No..the screw is designed to only alow the threads to enter the flooring and into subfloor/joist... Then you 'snap' off the head of the screw with the tool provided. That allows for a wood filler to hide the hole that was drilled...
I am a women and have no construction experience. Do you think I can do it myself? I also don’t know what kind of floor I have (engineering, laminate or real wood) but it looks very similar to the one in video.
@Stella Liang: You don't have to have construction experience. If you are not confident, I would suggest practicing in a location that does not have high visibility, for example, inside a closet.
Watched this video, did this to my floor, there is still squick plus now I have bunch of whole on my floor, he should've mentioned first find the floor joints and then put those screws, otherwise it doesn't make any difference!!
@Ben Shojaei: Often, but not always, the floor joists. It makes a difference when the squeak stops. And if you watched the whole video, you’ll note I wasn’t particularly concerned about the holes or color matching since I was going to have a rug over it anyway. YMMV.
@Danny King: On a hardwood floor, it does not have to be on the joist. You can focus on where you hear the squeaks and/or feel any flexing when you push on the floor. Sometimes it can be frustrating because it might take more screws than you initially thought it would, but that’s where a good matching filler can work wonders. Good luck!

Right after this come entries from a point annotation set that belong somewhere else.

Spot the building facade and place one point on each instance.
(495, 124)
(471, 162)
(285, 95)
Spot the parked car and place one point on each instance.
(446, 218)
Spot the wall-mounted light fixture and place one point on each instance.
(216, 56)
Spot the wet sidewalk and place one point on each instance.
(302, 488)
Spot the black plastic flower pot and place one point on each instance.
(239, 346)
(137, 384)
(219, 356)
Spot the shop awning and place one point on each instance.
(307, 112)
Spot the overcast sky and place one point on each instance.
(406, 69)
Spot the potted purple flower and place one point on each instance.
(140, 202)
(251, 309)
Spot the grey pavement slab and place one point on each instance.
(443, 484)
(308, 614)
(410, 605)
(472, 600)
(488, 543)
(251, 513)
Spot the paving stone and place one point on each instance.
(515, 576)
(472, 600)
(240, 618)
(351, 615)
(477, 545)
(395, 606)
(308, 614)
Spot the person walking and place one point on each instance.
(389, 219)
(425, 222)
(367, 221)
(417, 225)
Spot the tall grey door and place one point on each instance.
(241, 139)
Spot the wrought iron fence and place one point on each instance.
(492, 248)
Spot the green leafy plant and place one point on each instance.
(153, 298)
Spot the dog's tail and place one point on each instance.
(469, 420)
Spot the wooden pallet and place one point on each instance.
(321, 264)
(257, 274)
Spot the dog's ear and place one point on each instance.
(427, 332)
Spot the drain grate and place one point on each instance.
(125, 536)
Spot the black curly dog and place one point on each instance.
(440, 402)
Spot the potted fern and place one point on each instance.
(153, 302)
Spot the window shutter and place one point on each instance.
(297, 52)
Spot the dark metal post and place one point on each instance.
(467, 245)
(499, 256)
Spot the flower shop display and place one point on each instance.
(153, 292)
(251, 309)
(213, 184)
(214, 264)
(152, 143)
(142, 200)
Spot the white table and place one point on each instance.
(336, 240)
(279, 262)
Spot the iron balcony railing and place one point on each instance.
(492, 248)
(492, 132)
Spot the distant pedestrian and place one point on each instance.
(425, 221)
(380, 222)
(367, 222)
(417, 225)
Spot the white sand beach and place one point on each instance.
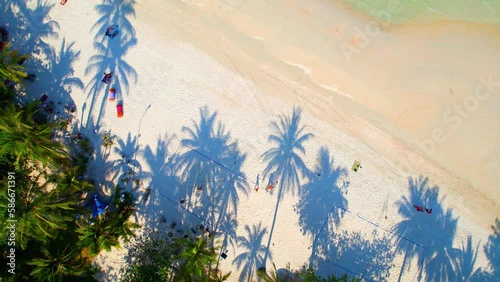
(409, 101)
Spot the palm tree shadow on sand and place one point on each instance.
(164, 184)
(322, 198)
(284, 161)
(211, 171)
(109, 54)
(29, 27)
(430, 237)
(253, 255)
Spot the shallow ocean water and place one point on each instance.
(419, 11)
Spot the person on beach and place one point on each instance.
(256, 188)
(107, 77)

@@dannyking3229 : I just checked the instructions in the kit. It will work with soft wood floors too. The instructions for soft wood floors are basically the same as what I showed with the latter group of screws in the video. Good luck!
Is this for timber floors ontop of ur base hardwood. I ripped my cafeprt out snd I’m left with hardwood flooor that I polish but they sit on the joists ( I’m in aistralia )
I’m having a hard time understanding why are you screwing those screws 😓😫… can someone explain to be how that works? 🙉… I have a few areas that I would like to repair 🙏 thank you!!!!
Arcelia, The part of the screw that remains after breaking off the head of the screw has the thread imbedded in both the board and the joist underneath it. The thread of the screw ensures the board and the joist remain in a fixed position without any movement in the board when someone walks over it. Try screwing two pieces of wood together and you will get the idea.
@Andrew A: Yes if you are concerned about what’s under the floor - see other comments. Otherwise, not necessarily if you mean finding where to stop the squeaking.
This has not been on the market for a long time, long enough to let a huge population to not be familiar with this. I used this many years ago, used multiple screws and did not stop the squeaking. What I did not know was the danger of hitting pipes and electrical. Thank goodness I avoided that hazard.